Cautelosos,
hesitantes e em descompasso com os senadores, os deputados americanos
já sinalizam a possibilidade de aprovar a legalização de jovens que
entraram nos EUA trazidos pelos seus pais, os chamados dreamers ("sonhadores", em tradução livre).
A medida de caráter limitado ainda não ganhou
roupagem legislativa, mas já suscitou reações contraditórias porque, no
contexto de uma reforma migratória, contrasta com o projeto de lei do
Senado que abriria o caminho para a legalização de todos os 11 milhões
de imigrantes indocumentados nos EUA.O tema voltou à Comissão de Justiça da Câmara de Representantes na terça-feira em uma audiência presenciada por cerca de 40 dreamers. Para alguns analistas, a simples discussão representa uma abertura para tratar dessa matéria na Câmara.
Mas entidades pró-imigração e fontes do governo criticaram o que entendem ser uma tentativa de republicanos de minar uma promessa de campanha do presidente Barack Obama.
"Queremos (a legalização de) 11 milhões e qualquer coisa menos que isso é inaceitável", expressou a ONG United We Dream, para quem "uma verdadeira reforma de imigração" não pode deixar de lado a totalidade de ilegais que vivem nos EUA.
Já o assessor da Casa Branca Dan Pfeiffer acusou os deputados republicanos de "cruel hipocrisia" ao sugerir legalizar "alguns jovens" e deportar os seus pais.
Perdão limitado
Cerca de 2 milhões de jovens entraram nos EUA antes dos 16 anos de idade trazidos pelos seus pais, estimam analistas.A possibilidade de legalizar este contingente já foi discutida no Congresso no contexto do chamado Dream Act em 2010. A proposta foi bloqueada por republicanos.
Agora, uma nova lei sobre o assunto – Kids Act – está sendo concebida pelos deputados republicanos Bob Goodlatte, presidente da Comissão de Justiça, e Eric Cantor, líder da maioria na Câmara. Ambos votaram contra o Dream Act em 2010.
Os parlamentares não deram detalhes do projeto nem disseram se pretendem apresentá-lo antes do recesso parlamentar de agosto, dentro de pouco mais de uma semana.
Desde que a reforma migratória foi aprovada no Senado no início deste mês, todas as atenções passaram à Câmara. Mas a energia da tramitação foi logo cortada pelo presidente da Casa, o republicano John Boehner, que disse que só levará a votação um projeto que conte com o apoio da sua bancada.
A maioria republicana na Câmara é contra um projeto que seu eleitorado possa interpretar como uma "anistia" para milhões de indivíduos que desrespeitaram as leis americanas.
Mas a legalização de indocumentados que entraram nos EUA quando crianças é uma das concessões com que os republicanos concordam.
Lentidão
John Boehner já havia indicado que a Câmara quer aprovar o seu próprio texto, e não simplesmente votar o do Senado.

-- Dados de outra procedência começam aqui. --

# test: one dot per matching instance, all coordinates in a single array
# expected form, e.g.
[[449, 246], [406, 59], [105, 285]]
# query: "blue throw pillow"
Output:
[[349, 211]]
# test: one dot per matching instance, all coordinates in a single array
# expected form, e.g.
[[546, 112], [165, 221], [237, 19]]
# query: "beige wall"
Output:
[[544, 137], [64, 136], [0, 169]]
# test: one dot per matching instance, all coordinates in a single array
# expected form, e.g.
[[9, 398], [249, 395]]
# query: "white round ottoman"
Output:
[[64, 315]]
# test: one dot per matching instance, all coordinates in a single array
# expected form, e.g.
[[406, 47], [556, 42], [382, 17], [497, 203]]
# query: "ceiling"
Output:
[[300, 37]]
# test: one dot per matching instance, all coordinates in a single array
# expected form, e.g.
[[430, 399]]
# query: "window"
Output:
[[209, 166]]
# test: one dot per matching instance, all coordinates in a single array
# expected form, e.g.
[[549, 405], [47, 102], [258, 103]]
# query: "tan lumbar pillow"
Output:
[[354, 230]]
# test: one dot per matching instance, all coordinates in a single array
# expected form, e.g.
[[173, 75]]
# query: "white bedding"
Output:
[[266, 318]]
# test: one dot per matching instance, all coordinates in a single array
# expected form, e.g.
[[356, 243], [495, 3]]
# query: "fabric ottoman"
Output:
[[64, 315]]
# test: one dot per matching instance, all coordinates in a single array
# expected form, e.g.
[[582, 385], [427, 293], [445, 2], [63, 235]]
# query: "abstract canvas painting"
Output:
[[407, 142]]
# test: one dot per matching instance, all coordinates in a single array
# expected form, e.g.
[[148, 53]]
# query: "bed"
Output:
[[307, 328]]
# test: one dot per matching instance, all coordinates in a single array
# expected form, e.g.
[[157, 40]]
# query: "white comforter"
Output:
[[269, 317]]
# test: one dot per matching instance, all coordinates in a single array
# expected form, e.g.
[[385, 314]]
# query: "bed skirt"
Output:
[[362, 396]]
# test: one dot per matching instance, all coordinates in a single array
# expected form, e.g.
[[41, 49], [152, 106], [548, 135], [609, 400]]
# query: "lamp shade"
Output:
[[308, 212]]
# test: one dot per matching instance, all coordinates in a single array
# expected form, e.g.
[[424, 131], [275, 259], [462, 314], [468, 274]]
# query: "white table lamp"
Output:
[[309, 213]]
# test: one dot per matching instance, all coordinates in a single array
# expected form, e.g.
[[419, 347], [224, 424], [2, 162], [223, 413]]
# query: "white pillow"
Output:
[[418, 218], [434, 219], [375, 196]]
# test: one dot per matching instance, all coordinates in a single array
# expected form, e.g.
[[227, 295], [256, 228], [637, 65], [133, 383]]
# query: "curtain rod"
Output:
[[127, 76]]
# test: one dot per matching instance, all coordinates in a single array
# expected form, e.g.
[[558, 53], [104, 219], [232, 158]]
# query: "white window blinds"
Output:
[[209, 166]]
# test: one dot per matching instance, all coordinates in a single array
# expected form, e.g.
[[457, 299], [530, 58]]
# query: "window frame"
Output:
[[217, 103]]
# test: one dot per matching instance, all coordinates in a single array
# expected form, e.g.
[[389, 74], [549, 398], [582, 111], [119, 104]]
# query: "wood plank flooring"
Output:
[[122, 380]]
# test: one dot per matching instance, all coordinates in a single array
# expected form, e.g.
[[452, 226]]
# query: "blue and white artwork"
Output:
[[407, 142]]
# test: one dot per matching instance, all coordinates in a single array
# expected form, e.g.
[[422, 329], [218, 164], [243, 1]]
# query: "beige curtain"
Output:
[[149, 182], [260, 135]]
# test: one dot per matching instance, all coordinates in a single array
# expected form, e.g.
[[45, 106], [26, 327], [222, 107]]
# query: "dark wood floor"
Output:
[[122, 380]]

Isto quer dizer que a redação final só sairia após a harmonização das propostas das duas Casas.E este não seria o único obstáculo à tramitação. Os republicanos, que são maioria entre os deputados, têm indicado sua preferência por votar a reforma migratória em partes, e não como um todo, como ocorreu no Senado. A proposta do Senado foi aprovada com apoio bipartidário.
Na terça-feira, o líder da maioria democrata no Senado, Harry Reid, indicou que os senadores não aceitarão esta estratégia. "Precisamos de uma reforma abrangente", disse o senador. "Não vamos analisar um pedaço aqui e outro ali. As partes formam um todo."
Para completar, alguns analistas creem que a reforma migratória só voltará à pauta legislativa da Câmara no outono americano, após o recesso, quando os parlamentares estarão mais ocupados com questões relativas ao orçamento do próximo ano.
Na tentativa de apressar a reforma, organizações conservadoras com influência sobre a base republicana buscam convencer os deputados a dar prioridade e abrangência ao tema. Entre elas estão organizações religiosas (para quem muitos imigrantes ilegais são fonte de fiéis) e empresariais (que precisam da mão-de-obra imigrante).
"Cada dia que passa é uma oportunidade perdida para consertar nosso sistema migratório segundo valores bíblicos", disse a organização religiosa Evangelical Immigration Table. A entidade fará nesta quarta-feira uma "oração" pela aprovação da lei de imigração.
"A Câmara deve avançar e não criar uma segunda classe permanente de cidadãos composta por milhões de pessoas. Não queremos nem anistia nem tratamento especial, mas um processo através do qual os que aspiram a ser americanos possam vir a contribuir plenamente para o nosso país como cidadãos."
Além disso, muitos políticos republicanos, como o senador John McCain, enfatizam que o partido precisa reconstruir as suas relações com o eleitorado hispânico, que nas eleições do ano passado foi decisivo para reconduzir Barack Obama à Casa Branca.